The show also introduced a newly revamped logo per the renewal process, such as the inclusion of inverted exclamation mark in the middle of the red and white words for 2018–2020 edition and the mirror image between the letter R and W for 2022 edition, in which the later celebrate its networks 60th anniversary.

Beginning in 2020, Super Star introduced a mascot, "Super King" (an Orangutan dressed in red and white colored shirt with the TTV logo) to promote the competition.

Similar to Kōhaku, the competition is divided into teams of two, either the red team (紅隊 (Hóngduì)) or white team (白隊 (Báiduì)); however, these teams are not gender-affiliated unlike the original. At the end of all performances, the results are determined by the votes cast from the live audience. For 2019 and 2020, voting was expanded to include the social media viewers, resulting in a turnout of over a million votes. However, in 2021, voting was determined by the social media viewers alone as the contest was held closed doors as a result of the COVID-19 pandemic, this also delayed the announcement of the final results, which was posted on its Facebook page instead of airing it. These changes are reverted in the 2022 edition using the pre-2019 voting format; although the votes from the social media viewers didn't revealed during and beyond 2023 edition as the broadcast was also premiered on their YouTube channel outside Taiwan (excluding both Singapore and Malaysia).
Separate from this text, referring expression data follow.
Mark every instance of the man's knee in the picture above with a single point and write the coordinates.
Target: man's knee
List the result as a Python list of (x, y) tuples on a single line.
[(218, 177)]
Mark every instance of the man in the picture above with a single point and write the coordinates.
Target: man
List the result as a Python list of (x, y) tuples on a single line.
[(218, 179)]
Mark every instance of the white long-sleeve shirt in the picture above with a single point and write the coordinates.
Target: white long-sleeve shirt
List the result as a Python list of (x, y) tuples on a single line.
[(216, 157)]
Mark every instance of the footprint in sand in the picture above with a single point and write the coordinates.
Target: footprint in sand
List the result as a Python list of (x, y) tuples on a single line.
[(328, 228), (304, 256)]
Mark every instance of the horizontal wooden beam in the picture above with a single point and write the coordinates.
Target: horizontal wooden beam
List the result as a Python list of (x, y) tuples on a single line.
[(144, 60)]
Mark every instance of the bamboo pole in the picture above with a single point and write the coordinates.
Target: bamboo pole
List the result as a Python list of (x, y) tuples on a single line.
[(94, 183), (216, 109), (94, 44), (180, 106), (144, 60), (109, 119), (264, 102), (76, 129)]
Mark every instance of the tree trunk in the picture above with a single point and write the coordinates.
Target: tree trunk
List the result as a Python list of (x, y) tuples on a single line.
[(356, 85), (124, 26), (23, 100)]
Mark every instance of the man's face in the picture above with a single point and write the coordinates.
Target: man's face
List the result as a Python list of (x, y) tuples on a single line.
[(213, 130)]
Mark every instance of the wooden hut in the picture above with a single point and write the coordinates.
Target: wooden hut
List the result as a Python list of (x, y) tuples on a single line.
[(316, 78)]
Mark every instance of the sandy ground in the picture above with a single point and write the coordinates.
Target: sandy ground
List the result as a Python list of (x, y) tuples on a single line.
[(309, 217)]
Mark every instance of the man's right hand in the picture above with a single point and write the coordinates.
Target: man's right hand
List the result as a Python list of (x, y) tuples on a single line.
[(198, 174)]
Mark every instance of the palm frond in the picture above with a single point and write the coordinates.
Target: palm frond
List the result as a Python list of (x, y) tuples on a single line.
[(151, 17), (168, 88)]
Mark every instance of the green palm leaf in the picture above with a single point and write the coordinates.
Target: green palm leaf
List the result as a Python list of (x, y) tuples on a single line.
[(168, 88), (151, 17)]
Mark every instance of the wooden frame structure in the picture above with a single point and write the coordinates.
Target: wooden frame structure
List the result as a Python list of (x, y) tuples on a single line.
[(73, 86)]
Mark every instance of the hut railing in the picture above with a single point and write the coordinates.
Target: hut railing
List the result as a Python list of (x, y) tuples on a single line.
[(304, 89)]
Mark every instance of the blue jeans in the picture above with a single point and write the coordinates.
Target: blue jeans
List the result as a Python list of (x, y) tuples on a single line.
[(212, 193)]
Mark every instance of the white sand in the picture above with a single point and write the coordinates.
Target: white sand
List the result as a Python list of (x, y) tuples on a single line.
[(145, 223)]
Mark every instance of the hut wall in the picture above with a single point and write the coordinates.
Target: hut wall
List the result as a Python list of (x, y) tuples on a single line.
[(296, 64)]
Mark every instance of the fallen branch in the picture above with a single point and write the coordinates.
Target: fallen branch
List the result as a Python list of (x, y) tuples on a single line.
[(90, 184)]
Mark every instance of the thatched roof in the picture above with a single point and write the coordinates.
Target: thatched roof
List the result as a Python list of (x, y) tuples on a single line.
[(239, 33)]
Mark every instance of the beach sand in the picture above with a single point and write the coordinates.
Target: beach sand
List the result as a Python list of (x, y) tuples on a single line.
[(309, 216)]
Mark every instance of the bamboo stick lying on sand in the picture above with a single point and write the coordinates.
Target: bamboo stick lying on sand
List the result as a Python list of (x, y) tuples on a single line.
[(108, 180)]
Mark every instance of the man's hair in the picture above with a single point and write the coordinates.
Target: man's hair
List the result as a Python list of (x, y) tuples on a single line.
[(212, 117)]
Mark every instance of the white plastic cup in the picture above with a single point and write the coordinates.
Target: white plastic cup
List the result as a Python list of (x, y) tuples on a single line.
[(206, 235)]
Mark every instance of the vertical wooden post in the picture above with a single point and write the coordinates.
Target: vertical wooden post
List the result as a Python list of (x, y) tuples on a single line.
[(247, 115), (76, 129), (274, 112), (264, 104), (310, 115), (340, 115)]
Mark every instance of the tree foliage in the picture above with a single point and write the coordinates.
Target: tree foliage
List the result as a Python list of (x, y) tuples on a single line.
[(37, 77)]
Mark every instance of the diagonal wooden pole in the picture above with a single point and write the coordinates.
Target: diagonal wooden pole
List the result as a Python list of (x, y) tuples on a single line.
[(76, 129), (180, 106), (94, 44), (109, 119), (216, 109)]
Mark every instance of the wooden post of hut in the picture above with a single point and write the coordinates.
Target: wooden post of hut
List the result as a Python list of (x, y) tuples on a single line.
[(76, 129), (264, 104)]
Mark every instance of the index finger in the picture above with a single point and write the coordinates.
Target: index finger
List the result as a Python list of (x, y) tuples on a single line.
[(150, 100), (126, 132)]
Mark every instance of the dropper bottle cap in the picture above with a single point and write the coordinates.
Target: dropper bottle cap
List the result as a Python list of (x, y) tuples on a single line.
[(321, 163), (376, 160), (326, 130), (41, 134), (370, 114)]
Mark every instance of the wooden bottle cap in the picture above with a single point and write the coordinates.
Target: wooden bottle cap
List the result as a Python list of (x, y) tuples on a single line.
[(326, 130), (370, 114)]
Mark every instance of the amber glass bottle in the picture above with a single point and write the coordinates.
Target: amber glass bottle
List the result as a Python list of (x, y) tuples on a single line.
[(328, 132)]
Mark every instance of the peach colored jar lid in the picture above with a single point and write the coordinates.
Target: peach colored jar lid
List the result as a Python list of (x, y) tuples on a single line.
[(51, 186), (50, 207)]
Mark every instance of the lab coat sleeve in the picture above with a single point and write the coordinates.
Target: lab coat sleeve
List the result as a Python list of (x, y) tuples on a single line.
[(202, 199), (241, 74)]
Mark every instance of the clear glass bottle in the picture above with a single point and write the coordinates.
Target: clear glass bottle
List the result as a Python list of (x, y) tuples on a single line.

Unlike Kōhaku, all of the contests are pre-recorded days or even weeks (in which Taiwanese Chinese New Year public holidays was held the day before CNY eve) before actual broadcast, instead of broadcasting live, due to post-production, including the addition of Traditional Chinese captions.

==Results==

No.: Filming Date; Air Date; Red team host; White team host; Mediator; Winning team; Overall record
1: February 3, 2010; February 13, 2010; Chang Hsiao-yen; Harlem Yu; —N/a; White; 0-1
2: January 10, 2011; February 2, 2011; White; 0-2
3: January 7, 2012; January 22, 2012; Red; 1-2
4: January 26, 2013; February 9, 2013; Red; 2-2
5: January 5, 2014; January 30, 2014; Red; 3-2
6: January 24, 2015; February 18, 2015; Red; 4-2
7: January 9, 2016; February 7, 2016; White; 4-3
8: January 7, 2017; January 27, 2017; Red; 5-3
9: January 13, 2018; February 15, 2018; Nadow Lin [zh] & Mary Wu; Sam Wang & Jade Chang; Mickey Huang; Red; 6-3
10: January 5, 2019; February 4, 2019; Sam Wang & Mary Wu; Leo Chang & Jade Chang; Red; 7-3
11: January 12, 2020; January 24, 2020; Nadow Lin & Mary Wu; Sam Wang & Jade Chang; White; 7-4
12: January 23, 2021; February 11, 2021; Red; 8-4
13: January 8, 2022; January 31, 2022; White; 8-5
14: January 14, 2023; January 21, 2023; Chen Ming-chu [zh]; YELLOW (also performed); White; 8-6
15: January 27, 2024; February 9, 2024; Henry Hsu (also performed) & Sha Sha (Chung Hsin-yu); Wayne Huang (also performed as W0LF(S)) & Chen Ming-chu [zh]; Lulu Huang Lu Zi Yin; White; 8-7
16: January 5, 2025; January 28, 2025; Chen Ming-chu [zh]; Wayne Huang (also performed as W0LF(S)); Red; 9-7
17: January 31, 2026; February 16, 2026; Wayne Huang (also performed with Qiu Fengze); White; 9-8
The red team has won 9 of the 17 contests.

==See also==
- Kōhaku Uta Gassen - the original programme based on Super Star.
- CMG New Year's Gala, formerly known as The CCTV New Year's Gala, similar program in mainland China.